Watching the ceaseless coverage of our global fiscal eschaton is somewhat disconcerting; the remorseless jeremiads against the markets/banks/John Q. Fatcat-Banker and the overall tone of impending megamoneypocalypse sit uneasily with my personal passivity. It’s like watching silently on your earth-bound monitor as grainy footage taken from inside the capsule shows the shaved monkeys somebody somewhere shot into space seventy-two hours earlier are slowly asphyxiating. Having almost nothing in assets of any kind, it is difficult to find a level of engagement beyond the abstract, and as the pretty numbers all shift into reds and minuses, I feel like an unhappy spectator, watching from the sidelines who fails to understand the horror of the crisis or the profound despair of those vanquished by Market Forces. There’s no smugness, for sure: I know this is real, and it’s serious, and it will doubtless impact on all of us somewhere along the line.

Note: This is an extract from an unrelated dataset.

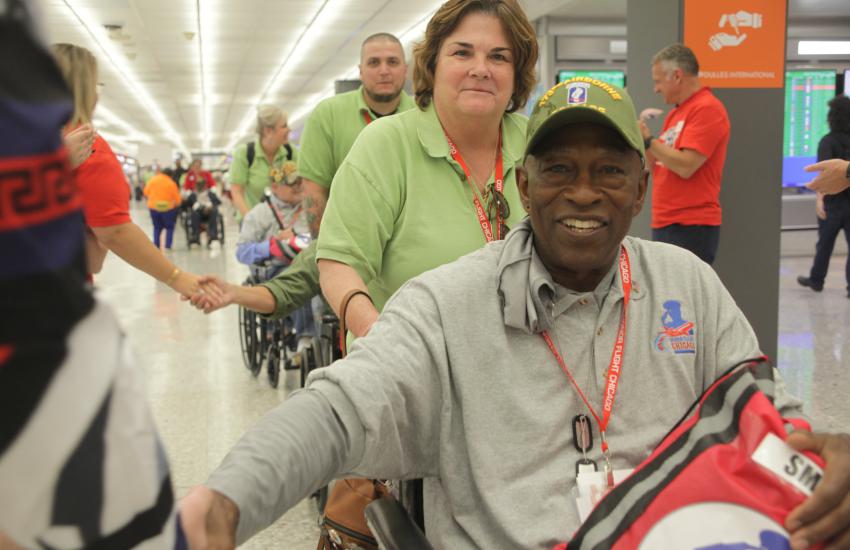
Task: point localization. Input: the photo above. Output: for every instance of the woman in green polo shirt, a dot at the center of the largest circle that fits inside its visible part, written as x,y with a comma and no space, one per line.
404,200
250,170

It’s simply that I don’t have a dog in this fight (and as such, I felt an affinity with two recent posts by excellent bloggers), and so whilst I can feel pity, it’s empathy that is absent, and this results in almost complete disengagement.

And so, it came as some surprise when a recent newspaper Op-Ed piece about the economic crisis almost blew my head clean off my body as I was reading it. It begins by exploring the mysteries of global high finance, and the way in which transactions and their results have become so complicated and their articulations so esoteric, that explanations for why things happen are beginning to transcend normative statements of cause-and-effect. As such, it sits well alongside another recent insightful piece on the ‘faith-based’ economy by Arjun Appadurai, because subjective-seeming issues of belief and confidence begin to override the impact of apparently objective occurrences. And here’s where it gets weirder, because for the author — a guy named Richard Dooling — we are in danger of seeing those systems we initially created to monitor and calculate the multiplicites of the market’s rhizomatics actually take the fuck over. Accumulated capital has become so abstract and translocated that it has transcended our ability to understand it fully and much control must be ceded to a variety of technological apparatus in order to maintain some kind of equilibrium. This abstract marketplace then finds expression in ways that strike those not inside the machine as absurd or illogical, but our reality has become subordinate to the machine’s reality, and in order for the entire system not to come crashing down, we cannot turn the machine off.  As I read further into the article (and here’s what caused the cranial asplosion), all I could think of was Tlön. We never needed a battalion of modest demiurgi secretly compiling the encyclopedia of a counterfeit world based on idealist imaginings; instead, it has been left to the financial logicians to create their subsequent and proximate macrocosmos, to which reality has immediately begun to yield with some relief. Thus, maybe disengagement is the inevitable answer to this, and the best thing is to pay no attention and go on revising my uncertain Quevedian translation of The Wealth of Nations (which I do not intend to publish). Or write my very first blog post.